Collier’s 1943 Snapshot of the First Yale Summer School of Alcohol Studies

Note: Readers are encouraged to send potential leads, sources, or thoughts relating to E.M. Jellinek’s life to Judit Ward, at jhajnal@rci.rutgers.edu, or Ron Roizen, at ronroizen@frontier.com.  With thanks in advance, from both of us.

Jellinek and YSS women students 1943“IF YOU saw an Anti-Saloon Leaguer shake the hand of a saloonkeeper,” wrote Amy Porter in the October 30, 1943 issue of Collier’s magazine, “and the two of them walk and talk together as thick as thieves, your first question might well be: Where am I? The answer would have to be: At the School of Alcohol Studies at Yale. Nowhere else, probably, has such an event taken place.”

Placed adjacent these opening sentences was the happy picture shown above, featuring E.M. Jellinek, with a coyly grateful smile, flanked by two clearly delighted Yale Summer School students, one from the temperance tradition and the other from Seagram’s. Porter’s article was titled “Wet and Dry School” – thus telegraphing from the get-go that the new institution took no position on the great alcohol controversy and cultural schism that, by 1943, had preoccupied the nation for more than a hundred years.

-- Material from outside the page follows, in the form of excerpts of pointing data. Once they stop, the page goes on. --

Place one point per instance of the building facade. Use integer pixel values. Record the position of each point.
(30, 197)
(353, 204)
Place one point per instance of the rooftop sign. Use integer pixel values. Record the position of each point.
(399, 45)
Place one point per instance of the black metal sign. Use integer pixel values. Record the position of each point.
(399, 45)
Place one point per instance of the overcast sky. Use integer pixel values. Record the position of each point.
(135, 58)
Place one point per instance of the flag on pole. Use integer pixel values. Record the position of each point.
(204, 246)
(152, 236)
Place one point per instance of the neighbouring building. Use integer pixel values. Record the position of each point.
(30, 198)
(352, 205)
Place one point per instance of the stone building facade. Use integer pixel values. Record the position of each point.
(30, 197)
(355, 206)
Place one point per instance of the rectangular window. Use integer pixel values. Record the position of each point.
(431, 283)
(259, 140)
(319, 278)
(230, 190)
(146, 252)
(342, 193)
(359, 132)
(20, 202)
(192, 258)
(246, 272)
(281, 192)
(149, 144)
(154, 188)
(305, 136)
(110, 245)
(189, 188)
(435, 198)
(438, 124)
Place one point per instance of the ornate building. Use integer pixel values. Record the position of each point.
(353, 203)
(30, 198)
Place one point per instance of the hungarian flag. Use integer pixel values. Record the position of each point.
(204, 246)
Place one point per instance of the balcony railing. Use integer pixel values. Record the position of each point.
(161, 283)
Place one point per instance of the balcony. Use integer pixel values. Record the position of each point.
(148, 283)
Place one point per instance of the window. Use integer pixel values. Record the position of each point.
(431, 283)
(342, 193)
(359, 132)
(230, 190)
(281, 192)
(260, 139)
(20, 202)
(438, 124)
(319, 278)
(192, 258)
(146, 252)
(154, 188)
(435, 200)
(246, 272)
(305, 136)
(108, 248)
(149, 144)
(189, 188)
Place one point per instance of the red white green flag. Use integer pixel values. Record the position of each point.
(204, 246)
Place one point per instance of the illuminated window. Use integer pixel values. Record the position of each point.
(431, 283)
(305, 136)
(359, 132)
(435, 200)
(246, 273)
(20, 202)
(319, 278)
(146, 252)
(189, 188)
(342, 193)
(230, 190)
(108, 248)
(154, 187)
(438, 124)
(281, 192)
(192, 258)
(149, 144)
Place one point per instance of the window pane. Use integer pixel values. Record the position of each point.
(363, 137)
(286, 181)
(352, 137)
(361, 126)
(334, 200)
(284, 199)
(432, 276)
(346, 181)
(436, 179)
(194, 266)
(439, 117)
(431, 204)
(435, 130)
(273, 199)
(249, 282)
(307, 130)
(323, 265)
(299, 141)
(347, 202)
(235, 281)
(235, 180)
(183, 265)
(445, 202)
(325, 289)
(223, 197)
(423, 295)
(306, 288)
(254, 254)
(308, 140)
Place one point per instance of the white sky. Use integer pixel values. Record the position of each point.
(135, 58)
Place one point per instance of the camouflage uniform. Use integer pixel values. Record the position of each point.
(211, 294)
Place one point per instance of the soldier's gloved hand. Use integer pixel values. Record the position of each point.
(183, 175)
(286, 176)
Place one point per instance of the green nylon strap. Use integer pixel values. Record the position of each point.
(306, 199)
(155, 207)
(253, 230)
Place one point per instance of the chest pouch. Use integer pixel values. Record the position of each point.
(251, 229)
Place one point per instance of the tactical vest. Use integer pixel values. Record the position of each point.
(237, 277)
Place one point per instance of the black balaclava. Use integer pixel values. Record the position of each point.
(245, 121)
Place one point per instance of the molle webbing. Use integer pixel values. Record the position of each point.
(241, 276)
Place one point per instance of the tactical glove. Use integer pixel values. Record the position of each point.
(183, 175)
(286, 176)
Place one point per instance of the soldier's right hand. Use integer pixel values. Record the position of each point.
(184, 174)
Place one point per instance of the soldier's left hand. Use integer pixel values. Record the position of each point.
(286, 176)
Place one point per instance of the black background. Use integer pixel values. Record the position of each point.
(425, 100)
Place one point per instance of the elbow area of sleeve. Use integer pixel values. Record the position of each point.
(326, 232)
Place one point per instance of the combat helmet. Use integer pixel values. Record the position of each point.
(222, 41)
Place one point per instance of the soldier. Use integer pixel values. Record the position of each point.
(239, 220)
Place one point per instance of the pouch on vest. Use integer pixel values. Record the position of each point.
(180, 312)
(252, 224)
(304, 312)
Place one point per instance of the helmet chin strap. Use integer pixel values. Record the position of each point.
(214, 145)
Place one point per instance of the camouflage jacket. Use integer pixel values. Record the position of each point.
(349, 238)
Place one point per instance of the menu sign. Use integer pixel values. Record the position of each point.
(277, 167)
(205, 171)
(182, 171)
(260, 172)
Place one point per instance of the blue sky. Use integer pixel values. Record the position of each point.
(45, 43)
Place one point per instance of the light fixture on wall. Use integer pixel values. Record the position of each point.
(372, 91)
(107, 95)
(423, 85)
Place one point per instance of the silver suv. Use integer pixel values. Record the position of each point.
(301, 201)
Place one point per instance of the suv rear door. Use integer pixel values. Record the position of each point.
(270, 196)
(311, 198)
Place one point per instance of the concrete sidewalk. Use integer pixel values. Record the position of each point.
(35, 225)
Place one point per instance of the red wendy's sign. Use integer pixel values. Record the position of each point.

Such magazines as Collier’s, Look, and Life provided the photo journalism of their day. Several photos of the Yale school’s activities, faculty, and students accompanied Porter’s text — these credited to Collier’s photographer Hans Knopf-Pix. Four are reproduced in this post.

Porter’s focus on the possibility of a happy coming together — call it a national reunion — of Americans around the alcohol issue illuminated an important and yet little discussed latent function of “the new scientific approach” to alcohol that Jellinek and his Yale school colleagues proffered.